The 5 Questions Everyone Needs To Ask Before They Start Organizing
Being organized is about having systems in place that allow you to dance seamlessly through your day. If your days are bumpy, getting more organized is a great goal to chase. But before you dive in to the process, ask these key questions to help yourself stay on track:
1. Who or what do you think is organized?
Who—or what—is your standard for organization? Is it your mom? Your best friend? The Container Store? I once had a client who compared herself to a neighbor, a woman she called a "domestic goddess." It's great to have an idol or a style to work toward, but be careful about trying to meet someone else's standards. Their reasons for needing to keep order may not be as transparent as you think. So many of us think we should be living a more orderly life. But before you embark on that journey, ask yourself, whose standards are you trying to meet? If someone else set a standard for you, decide whether or not you need to match it or take your expectations down a notch.
2. Are you willing to get hands-on with your stuff?

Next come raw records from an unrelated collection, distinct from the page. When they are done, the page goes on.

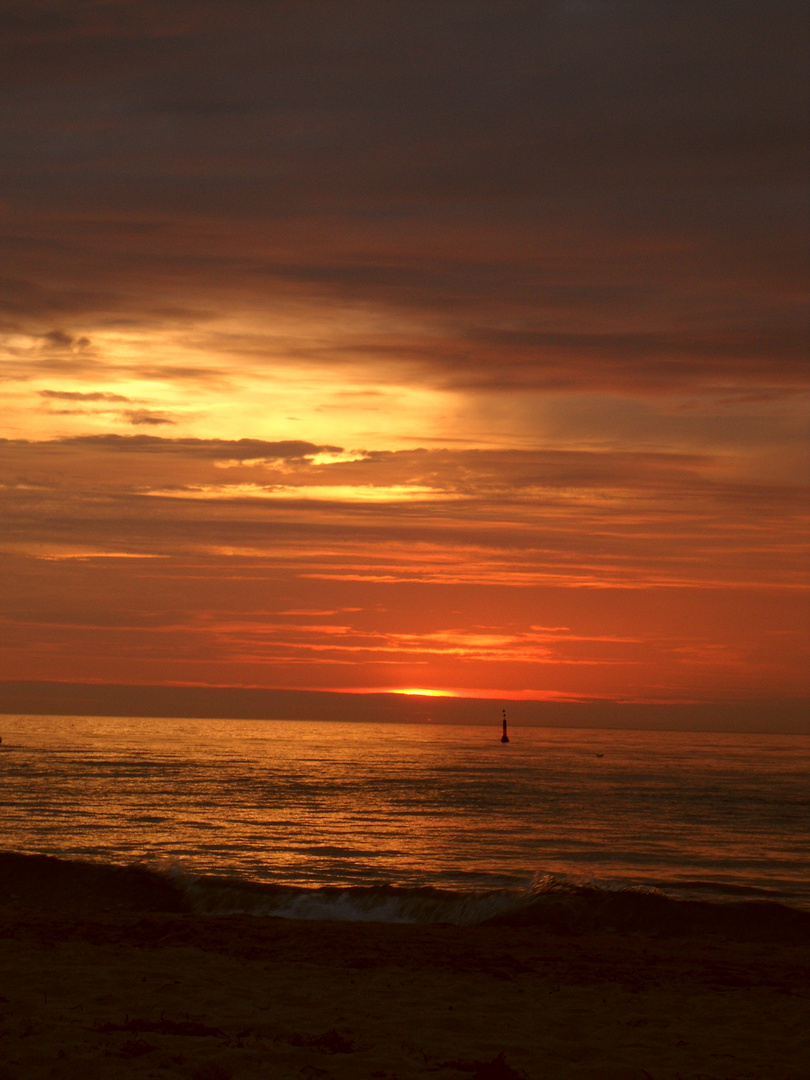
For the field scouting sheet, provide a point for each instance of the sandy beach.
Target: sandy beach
(97, 995)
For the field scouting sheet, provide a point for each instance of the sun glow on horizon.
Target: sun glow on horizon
(417, 691)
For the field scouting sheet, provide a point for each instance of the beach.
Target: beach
(142, 994)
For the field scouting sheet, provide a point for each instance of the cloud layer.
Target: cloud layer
(450, 319)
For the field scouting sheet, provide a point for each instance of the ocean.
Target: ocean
(402, 822)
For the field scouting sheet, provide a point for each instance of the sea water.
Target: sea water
(364, 820)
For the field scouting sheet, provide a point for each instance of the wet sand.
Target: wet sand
(100, 995)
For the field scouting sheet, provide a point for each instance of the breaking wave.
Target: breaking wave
(45, 882)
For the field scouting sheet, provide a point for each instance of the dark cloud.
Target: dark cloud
(238, 449)
(525, 176)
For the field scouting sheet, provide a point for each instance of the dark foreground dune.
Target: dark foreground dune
(158, 994)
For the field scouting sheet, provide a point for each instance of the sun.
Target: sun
(417, 691)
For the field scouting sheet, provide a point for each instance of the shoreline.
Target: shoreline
(96, 994)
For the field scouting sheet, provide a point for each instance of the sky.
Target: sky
(369, 346)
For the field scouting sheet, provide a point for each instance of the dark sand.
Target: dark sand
(127, 995)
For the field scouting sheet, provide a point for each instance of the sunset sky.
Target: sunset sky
(447, 345)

Our stuff tells our story. Every item—from a family heirloom to a shirt we bought last week—says something about us. I like to think that our things are our traveling companions through life; some of them have been with us a long time while others may have just shown up last week, but they all hold important clues about us. Yes, we can hire an expert to help us sift through our stuff, or ask a buddy to offer emotional support. But regardless of who is involved, no one can or should be making decisions for you about what stays and what goes. To truly get organized in life, you need to be an active participant.
3. Are you willing to devote as much time as necessary?

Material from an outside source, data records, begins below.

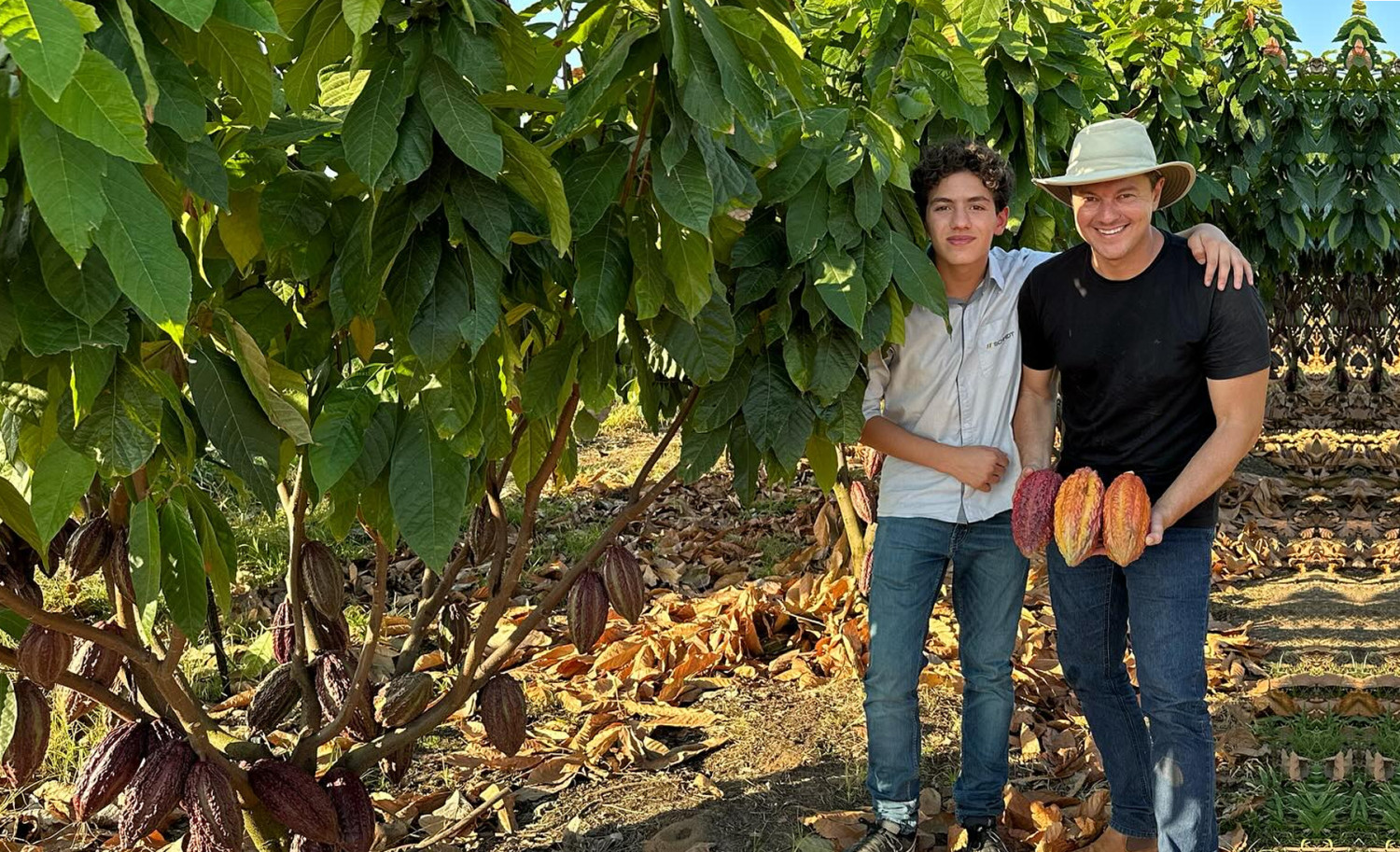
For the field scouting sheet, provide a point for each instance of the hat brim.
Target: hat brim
(1176, 175)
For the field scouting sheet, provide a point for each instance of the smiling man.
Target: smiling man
(1168, 380)
(940, 406)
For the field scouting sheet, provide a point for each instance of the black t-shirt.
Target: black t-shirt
(1134, 357)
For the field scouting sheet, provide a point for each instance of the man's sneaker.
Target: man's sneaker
(983, 838)
(885, 837)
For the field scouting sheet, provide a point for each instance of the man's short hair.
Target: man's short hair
(951, 157)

Getting organized is not an overnight process. While we can power through a closet on a weekend, it takes time to hit all the trouble spots in our lives. It’s a marathon, not a sprint. And as our lives change, so do our systems and our things. Bottom line, ask yourself up front, "Am I OK if this is a journey?" "Am I OK if I can’t get this done overnight?" If the answer is yes, you are in good shape. Most people, once they make the commitment, are excited to dive in.
4. Do you need to buy things, or are you OK using only what you have at home?
Organizing products are wonderful. I love them and use them all the time in my work. Today there are countless solutions to meet everyday needs. But the truth is, tubs and bins will get you only so far, and most of us already live with what we need to get the job done. As a coach, I’ve witnessed countless clients reach to repurpose a favorite bag or decorative box for new use in the home. Go ahead and get inspired by what you already have—there are many wonderful ways you can put it to use. (Bonus: This is also the cheaper and more eco-friendly choice.)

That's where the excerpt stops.